El académico explica que Haaland desafía uno de los principales dogmas del fútbol moderno. Mientras la mayoría de los delanteros son evaluados por su despliegue físico, presión constante y participación en la elaboración del juego, el noruego basa su éxito en una estrategia completamente distinta: administrar el esfuerzo, moverse solo cuando es necesario y aparecer exactamente en el momento decisivo.

Uno de los datos que más llamó la atención durante el campeonato ocurrió en el duelo frente a Brasil. En ese partido, Haaland recorrió cerca de 9 kilómetros, pero el 84% de esa distancia la realizó caminando. A lo largo del Mundial, su promedio fue de aproximadamente 11 kilómetros por encuentro, una cifra similar a la de otros futbolistas, aunque distribuida de una forma muy diferente.

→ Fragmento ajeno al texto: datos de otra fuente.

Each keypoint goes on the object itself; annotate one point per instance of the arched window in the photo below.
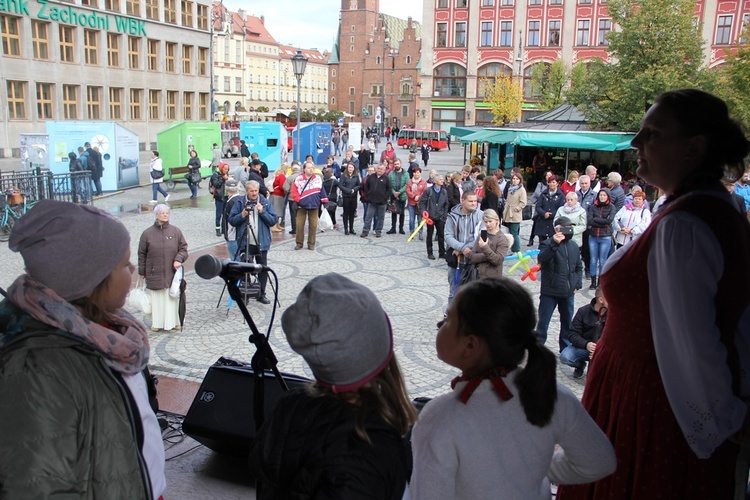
(487, 74)
(449, 81)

El análisis destaca que Kylian Mbappé realizó casi el doble de sprints que el atacante noruego durante el torneo. Incluso Cristiano Ronaldo, con 41 años, registró una mayor distancia recorrida y una velocidad promedio superior. Sin embargo, ninguno de ellos logró el impacto goleador de Haaland, quien terminó el Mundial con siete goles y una extraordinaria efectividad cercana al 39%, cifras que no se observaban desde Gary Lineker en el Mundial de 1986.

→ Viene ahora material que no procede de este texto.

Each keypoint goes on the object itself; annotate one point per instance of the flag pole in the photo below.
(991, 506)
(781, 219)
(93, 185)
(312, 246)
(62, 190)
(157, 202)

Para Frano Giakoni, el secreto no está en correr menos por falta de capacidad física, sino en elegir cuidadosamente cuándo hacerlo. El delantero reserva energía durante gran parte del partido para utilizarla en las acciones que realmente pueden cambiar el resultado.

“No corre menos porque no pueda correr. Corre menos porque eligió reservarse para el único tramo que realmente importa”, sostiene el académico en su columna.

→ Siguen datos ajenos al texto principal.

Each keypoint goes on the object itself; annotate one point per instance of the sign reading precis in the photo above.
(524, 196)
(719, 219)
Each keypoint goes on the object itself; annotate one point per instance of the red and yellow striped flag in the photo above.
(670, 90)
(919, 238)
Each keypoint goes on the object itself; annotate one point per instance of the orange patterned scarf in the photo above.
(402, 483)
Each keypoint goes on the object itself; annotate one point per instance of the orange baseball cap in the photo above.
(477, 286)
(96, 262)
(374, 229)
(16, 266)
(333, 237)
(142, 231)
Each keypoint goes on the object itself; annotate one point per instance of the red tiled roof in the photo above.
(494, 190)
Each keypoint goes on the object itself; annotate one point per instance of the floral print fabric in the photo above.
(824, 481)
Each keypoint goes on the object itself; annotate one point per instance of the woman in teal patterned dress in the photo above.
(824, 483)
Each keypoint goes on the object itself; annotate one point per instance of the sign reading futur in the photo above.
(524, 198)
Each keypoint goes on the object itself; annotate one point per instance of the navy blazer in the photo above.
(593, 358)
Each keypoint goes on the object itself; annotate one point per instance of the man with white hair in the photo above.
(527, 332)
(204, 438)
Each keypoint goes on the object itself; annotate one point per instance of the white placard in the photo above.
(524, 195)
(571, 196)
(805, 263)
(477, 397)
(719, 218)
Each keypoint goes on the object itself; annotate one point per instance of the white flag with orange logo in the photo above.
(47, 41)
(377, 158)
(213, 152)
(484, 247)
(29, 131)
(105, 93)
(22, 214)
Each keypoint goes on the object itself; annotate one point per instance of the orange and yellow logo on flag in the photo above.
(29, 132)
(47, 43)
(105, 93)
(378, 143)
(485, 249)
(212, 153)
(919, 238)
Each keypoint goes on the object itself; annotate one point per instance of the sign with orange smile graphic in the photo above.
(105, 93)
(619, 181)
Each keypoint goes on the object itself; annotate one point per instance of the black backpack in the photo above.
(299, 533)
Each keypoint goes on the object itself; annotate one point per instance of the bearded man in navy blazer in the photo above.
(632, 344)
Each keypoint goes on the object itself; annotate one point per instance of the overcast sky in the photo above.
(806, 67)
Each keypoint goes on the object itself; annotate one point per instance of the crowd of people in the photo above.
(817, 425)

La reflexión también cuestiona el perfil del delantero que hoy suele promover el fútbol moderno. A diferencia de figuras como Harry Kane o Kylian Mbappé, Haaland no baja constantemente a recibir el balón, no organiza el ataque, no participa de manera permanente en la presión alta y tampoco interviene con frecuencia en la construcción ofensiva.

De hecho, comparado con otros atacantes de su generación, pierde en gran parte de las estadísticas que no terminan en gol. Su promedio de asistencias es inferior, participa menos con el balón y su valoración general suele quedar por debajo de otros delanteros de élite. Sin embargo, esa aparente ausencia termina siendo una ventaja, ya que disminuye la atención de los defensores y le permite sorprender cuando encuentra el espacio adecuado.

La columna también derriba otro de los mitos que rodean al goleador del Manchester City. Aunque durante muchos pasajes parece caminar sin intensidad, Haaland posee una enorme capacidad física. En la última temporada alcanzó una velocidad máxima de 36,2 kilómetros por hora, la más alta registrada dentro del plantel del club inglés. Es decir, el futbolista que menos parece moverse durante el partido es, al mismo tiempo, uno de los más rápidos cuando decide acelerar.

Según el autor, esa combinación entre inteligencia táctica, lectura espacial y explosividad convierte al delantero noruego en un caso excepcional. Su juego no depende del volumen de intervenciones, sino de la precisión con que interpreta los espacios, administra el esfuerzo y aparece en el instante justo.

Más allá de los números, Frano Giakoni Ramírez concluye que el Mundial 2026 dejó una enseñanza para entrenadores, analistas y aficionados: el impacto de un futbolista no siempre se mide por la cantidad de carreras, toques de balón o acciones visibles. En ocasiones, la mayor influencia nace precisamente de la paciencia, la economía de movimientos y la capacidad para decidir el partido con una sola intervención.